A leading provider of services for New York City's homeless queer youth may have to close its Chelsea drop-in location. The city health department told the agency that the $600,000 contract that funds the location will be ended in June of 2009.
"For the homeless LGBT youth of our city, the Ali Forney Center has been the difference between acceptance and rejection, frankly, between life and death," said Carl Siciliano, executive director of the Ali Forney Center (AFC), at an October 14 press conference. "I do not believe that the city would consciously disrespect the LGBT community by turning its back on our most vulnerable kids."
The drop-in location, which opened in 2005, is funded under the federal Housing Opportunities for People With AIDS program (HOPWA). The funds are administered by the health department and, after increasing the dollars from $300,000 to $600,000 in 2007, that agency told AFC six weeks ago that the dollars would be eliminated entirely. The $600,00 is the entire budget for the drop-in center.
In 2007, the drop-in location had more than 500 clients, placed 200 in emergency housing, served 10,000 meals, performed 250 HIV tests, and placed 50 HIV-positive clients into care and housing, Siciliano said.
AFC has 12 service or administrative sites in the city, including the drop-in location, and has an annual budget of $3.3 million. The drop-in location is its sole intake site, and all AFC clients first come through there.
Congressman Jerrold L. Nadler, who represents parts of Manhattan's West Side and of Brooklyn, joined Siciliano at the press event and slammed the city for the cut.
"Those of us in Washington who have fought very hard, every year we have fought very hard, to maintain and increase HOPWA funding are not pleased that the city, without any direction from Washington, suddenly takes it upon itself to eliminate an entire category of funding within the HOPWA program, leaving so many vulnerable young people exposed," Nadler said. "It is intolerable that these funding cuts can eliminate a center like the Ali Forney Center."
The city told AFC that it was one of five programs doing "outreach" with HOPWA dollars that were being cut and that the dollars would be used to build housing.

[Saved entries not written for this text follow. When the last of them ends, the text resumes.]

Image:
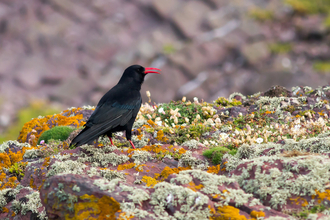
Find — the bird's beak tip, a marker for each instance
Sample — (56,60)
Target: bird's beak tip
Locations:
(151,70)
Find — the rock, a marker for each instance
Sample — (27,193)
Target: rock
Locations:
(188,20)
(256,52)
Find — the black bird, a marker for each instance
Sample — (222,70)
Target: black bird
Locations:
(117,109)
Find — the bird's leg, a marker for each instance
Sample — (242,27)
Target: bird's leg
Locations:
(111,141)
(132,143)
(109,136)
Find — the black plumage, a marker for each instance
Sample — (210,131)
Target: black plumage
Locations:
(117,109)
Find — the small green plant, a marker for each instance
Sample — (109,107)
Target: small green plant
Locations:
(280,48)
(322,66)
(18,169)
(225,102)
(309,7)
(216,153)
(56,133)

"The use is not a bad use, you want more housing," Nadler said. "This kind of thing is critical, so you shouldn't be diverting this money for that."

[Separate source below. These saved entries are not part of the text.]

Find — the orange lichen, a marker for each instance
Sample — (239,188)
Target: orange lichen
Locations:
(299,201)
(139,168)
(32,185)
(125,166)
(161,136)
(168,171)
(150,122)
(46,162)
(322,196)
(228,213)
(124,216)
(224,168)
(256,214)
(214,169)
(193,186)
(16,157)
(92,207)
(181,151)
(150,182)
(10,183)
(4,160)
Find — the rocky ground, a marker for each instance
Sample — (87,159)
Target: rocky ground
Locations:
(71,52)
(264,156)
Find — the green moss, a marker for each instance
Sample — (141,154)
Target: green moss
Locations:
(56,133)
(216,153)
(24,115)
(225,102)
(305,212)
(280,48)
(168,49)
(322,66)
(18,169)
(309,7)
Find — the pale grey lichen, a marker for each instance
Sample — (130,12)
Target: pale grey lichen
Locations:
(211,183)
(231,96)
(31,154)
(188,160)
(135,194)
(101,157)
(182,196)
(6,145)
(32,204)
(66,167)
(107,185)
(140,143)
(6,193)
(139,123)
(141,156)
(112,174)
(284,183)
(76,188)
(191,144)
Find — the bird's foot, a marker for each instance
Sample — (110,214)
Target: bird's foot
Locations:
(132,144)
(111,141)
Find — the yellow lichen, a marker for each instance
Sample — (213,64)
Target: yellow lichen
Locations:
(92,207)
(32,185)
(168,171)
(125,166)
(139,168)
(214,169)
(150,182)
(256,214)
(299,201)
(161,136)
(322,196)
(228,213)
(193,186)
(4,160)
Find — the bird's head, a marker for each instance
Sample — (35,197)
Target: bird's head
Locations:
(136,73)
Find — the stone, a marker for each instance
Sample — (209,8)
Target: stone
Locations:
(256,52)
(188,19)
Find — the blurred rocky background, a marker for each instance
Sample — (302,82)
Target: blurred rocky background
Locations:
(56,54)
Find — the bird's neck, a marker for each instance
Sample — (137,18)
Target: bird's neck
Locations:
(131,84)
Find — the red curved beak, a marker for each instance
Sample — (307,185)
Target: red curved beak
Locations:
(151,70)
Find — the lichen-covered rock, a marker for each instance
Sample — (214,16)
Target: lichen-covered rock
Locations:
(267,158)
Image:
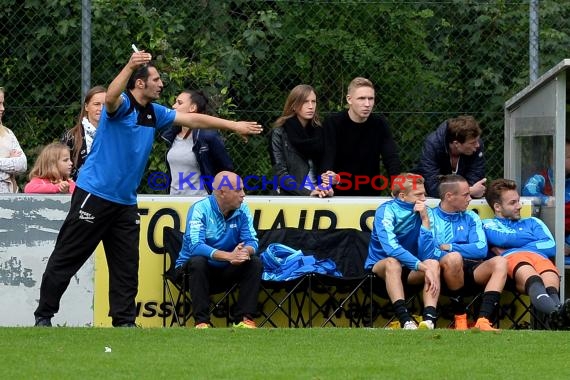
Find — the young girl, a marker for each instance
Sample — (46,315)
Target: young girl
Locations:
(51,172)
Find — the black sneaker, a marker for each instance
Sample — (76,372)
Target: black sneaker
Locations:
(43,322)
(565,312)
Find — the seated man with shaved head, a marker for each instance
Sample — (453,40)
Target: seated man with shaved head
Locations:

Nadler recruited Assemblymembers Deborah Glick and Richard Gottfried, state Senator Thomas K. Duane, and Manhattan Borough President Scott Stringer to join him at the press conference.

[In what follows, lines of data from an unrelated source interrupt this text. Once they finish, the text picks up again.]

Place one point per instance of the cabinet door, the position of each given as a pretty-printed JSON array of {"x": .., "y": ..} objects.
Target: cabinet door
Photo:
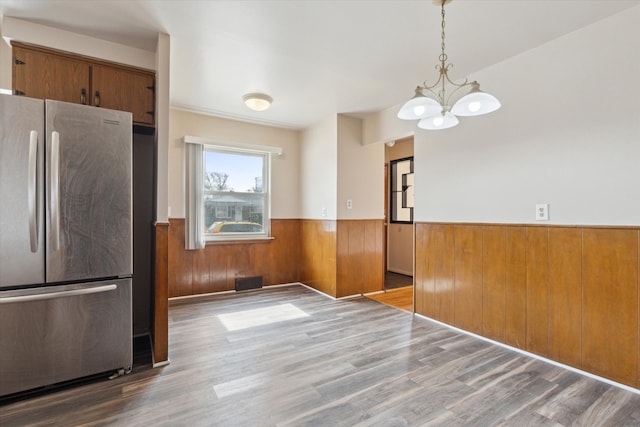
[
  {"x": 45, "y": 76},
  {"x": 125, "y": 90}
]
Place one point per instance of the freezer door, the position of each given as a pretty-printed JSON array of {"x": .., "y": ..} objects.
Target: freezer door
[
  {"x": 58, "y": 333},
  {"x": 21, "y": 191},
  {"x": 89, "y": 201}
]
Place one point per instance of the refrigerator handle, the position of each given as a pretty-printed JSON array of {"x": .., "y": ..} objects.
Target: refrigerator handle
[
  {"x": 32, "y": 192},
  {"x": 59, "y": 294},
  {"x": 54, "y": 191}
]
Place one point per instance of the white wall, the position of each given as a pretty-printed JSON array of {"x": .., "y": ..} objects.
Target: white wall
[
  {"x": 163, "y": 89},
  {"x": 5, "y": 62},
  {"x": 319, "y": 170},
  {"x": 360, "y": 173},
  {"x": 285, "y": 169},
  {"x": 384, "y": 126},
  {"x": 568, "y": 134}
]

All four roundly criticized the decision to cut the AFC dollars and they released an October 14 letter they sent to Mayor Michael R. Bloomberg asking him to reverse the cut.
"This is a tough community to raise private funds for generally," said Duane, who is openly gay and represents Chelsea. "Ali Forney depends on government funding and it's precisely the kind of program that deserves government funding so, believing that Mayor Bloomberg has a heart, I believe we can save this program."
Nadler, Gottfried, and Glick all said that the city, state, and federal governments had been very generous with tax cuts or abatements when the economy was healthy, but when it turned sour, they ask the most vulnerable populations to sacrifice.
"If the real issue is that the city doesn't have the funding for housing, then perhaps they should hold on to some of the money that they give to developers for luxury housing that goes in the form of tax abatements," said Glick, an out lesbian who represents portions of Manhattan centered on the West Village.
"New York State and New York City as well as the federal government have year after year been relentlessly giving massive tax cuts to the wealthiest people in our society," said Gottfried, who represents Chelsea. "For any level of government to say 'Well, sorry, it's tough times, we don't have the money,' that doesn't wash."
City Council Speaker Christine C. Quinn and Councilmembers Rosie Mendez and Lewis A. Fidler signed the letter, but did not attend the press conference.
Asked for comment, the health department wrote that it "continues to fund housing for people living with HIV/AIDS and will support more than 330 newly constructed housing units next year." The department said it would fund one outreach contract per borough in the 2010 fiscal year that begins next July.